The Treaty of Ghent—Treatment of Prisoners—Losses and Gains by the War—Conclusion.
Had there been an Atlantic cable, or even a transatlantic steamer, with land telegraphs, in those days, the slaughter before New Orleans might have been prevented; for a treaty of peace had been signed at Ghent on the 24th of December, 1814. It made the usual stipulations for the exchange of prisoners and the return of property, guaranteed peace to the Indians, and provided for a settlement by commissioners of questions as to boundary and the islands in Passamaquoddy Bay,—and it provided for little else. The negotiations had been going on for five months, and more than once were in danger of being broken off on account of the insolent and supercilious bearing of the English Commissioners. So says Adams in his diary.
At the outset, the British Commissioners had insisted that the Indians should have a territory set off to them, as neutral ground between the British and the American possessions, and that the United States should have no armament on the great lakes and no fortifications on their shores, while Canada was not to be restricted. On the other hand, the American Commissioners had insisted on formal abrogation of the right of search and impressment. But all these points were ultimately given up. As early as June the American Commissioners had been instructed by the President that they might omit any stipulation on the subject of impressment, if it was found indispensably necessary to do so in order to terminate the war; and acting under this instruction they yielded to the argument that, as Europe was now at peace, there was no longer any occasion for exercising the right, and therefore no practical necessity for mentioning it.
The treaty was severely criticised and mercilessly ridiculed as a meaningless document. It might have been answered that the Federalists at least had no right to complain, since they had clamored only for peace, and the treaty brought peace. Better than this, it might have been answered that when a point has been practically settled by war, it is of little consequence whether it is conceded on paper; since every nation is likely to heed a lesson taught by force of arms, and equally likely, when interest dictates, to abrogate a treaty; and, whatever might be said of the campaigns on land, it could not be denied that American mariners had abundantly vindicated their right to an unmolested navigation of the high seas—a right which British cruisers have never since interfered with.

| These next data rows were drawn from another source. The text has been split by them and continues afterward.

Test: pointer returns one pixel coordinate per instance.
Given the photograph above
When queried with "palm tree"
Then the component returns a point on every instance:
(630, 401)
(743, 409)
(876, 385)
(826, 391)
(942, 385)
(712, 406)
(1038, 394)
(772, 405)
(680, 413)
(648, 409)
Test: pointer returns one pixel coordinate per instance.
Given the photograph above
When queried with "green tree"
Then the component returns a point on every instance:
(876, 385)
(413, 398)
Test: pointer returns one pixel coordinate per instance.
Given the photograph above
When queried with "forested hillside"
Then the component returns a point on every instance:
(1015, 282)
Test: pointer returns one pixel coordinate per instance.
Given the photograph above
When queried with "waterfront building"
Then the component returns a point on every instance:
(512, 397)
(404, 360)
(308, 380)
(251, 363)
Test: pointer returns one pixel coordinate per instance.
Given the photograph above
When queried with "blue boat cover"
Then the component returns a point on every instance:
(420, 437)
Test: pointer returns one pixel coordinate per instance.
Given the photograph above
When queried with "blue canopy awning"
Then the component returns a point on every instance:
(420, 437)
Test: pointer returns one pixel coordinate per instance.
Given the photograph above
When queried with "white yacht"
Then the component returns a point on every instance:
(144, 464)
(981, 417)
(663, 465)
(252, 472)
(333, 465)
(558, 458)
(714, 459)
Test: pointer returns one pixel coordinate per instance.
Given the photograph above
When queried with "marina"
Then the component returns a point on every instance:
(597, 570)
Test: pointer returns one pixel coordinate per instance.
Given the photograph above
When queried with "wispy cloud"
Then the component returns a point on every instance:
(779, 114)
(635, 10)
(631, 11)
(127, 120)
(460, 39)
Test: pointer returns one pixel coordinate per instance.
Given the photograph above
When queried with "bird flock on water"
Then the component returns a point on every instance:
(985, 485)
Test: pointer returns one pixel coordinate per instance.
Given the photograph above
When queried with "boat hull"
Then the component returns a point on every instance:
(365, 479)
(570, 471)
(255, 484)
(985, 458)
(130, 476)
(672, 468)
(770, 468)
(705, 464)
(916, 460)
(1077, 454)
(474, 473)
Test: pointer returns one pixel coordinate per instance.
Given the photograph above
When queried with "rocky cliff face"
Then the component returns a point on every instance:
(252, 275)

There had been no exchange of prisoners during the war, though many had been paroled, and there were bitter complaints of the treatment received by Americans in British prisons. This was especially true of those confined at Dartmoor, the most unhealthful spot in the dreary highlands of Devonshire. These men were not only not released, but were not even informed that peace had been concluded, till three months after the treaty was signed. There seemed to be a special spite against them because they were mostly American sailors, who had audaciously and successfully disputed England's sovereignty of the seas.